Friday, October 3, 2008
Music of one mind
I never cease to be amazed by the orchestral rendition of To Zanarkand.
The soft, slow way the melody weaves itself through the ivory keys, as left and right dance a slow waltz. Before the flute steals it. Hollowing and creating quivering echoes in it. How the violins fill it in with an ever increasing complex harmony with their raw, yet soothing tones. The sudden, magical ring of the triangle. The slight rumble of the kettledrum.

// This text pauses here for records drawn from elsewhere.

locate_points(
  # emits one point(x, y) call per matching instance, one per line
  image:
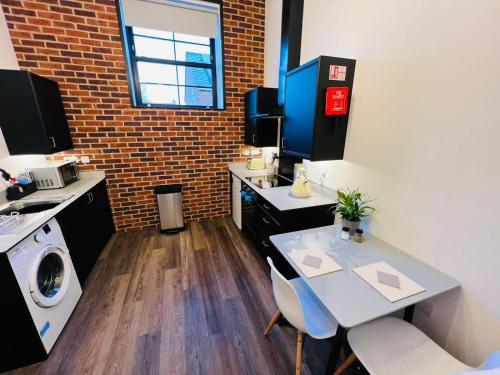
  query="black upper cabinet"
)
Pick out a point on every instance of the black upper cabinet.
point(262, 117)
point(32, 115)
point(307, 132)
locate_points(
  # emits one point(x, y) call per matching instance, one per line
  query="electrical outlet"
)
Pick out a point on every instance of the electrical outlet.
point(425, 308)
point(71, 159)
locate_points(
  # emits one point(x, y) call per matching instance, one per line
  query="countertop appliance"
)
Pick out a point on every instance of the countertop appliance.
point(55, 175)
point(269, 181)
point(48, 283)
point(262, 117)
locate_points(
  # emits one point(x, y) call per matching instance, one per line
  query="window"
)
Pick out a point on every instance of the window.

And oh the harp, flirting with the strings, as the melodies cascade one after another, in a seemingly unarranged manner, yet coming together to form a trembling, magnificient wall of sound. As though Bach himself had a hand in the harmonies that play with and against each other. Even the oboe, singing in a reedy voice, brings out a whining quality in the melody that is refreshingly pleasant.
Carefully crafted patterns of sound that twist, tangle, invert on themselves, in an impossibly random variation. Up, down, a 360 degree turn, a somersault.
Stretto. If you get my meaning. One melody chasing after another.
Maybe its the movement of the whole orchestra. Its pace is carefully controlled by the conductor, ever slow, ever moving; every pause, every ritardando, is beautifully, unbearably in unison. Music of one mind. Ethereal, lingering in the very air.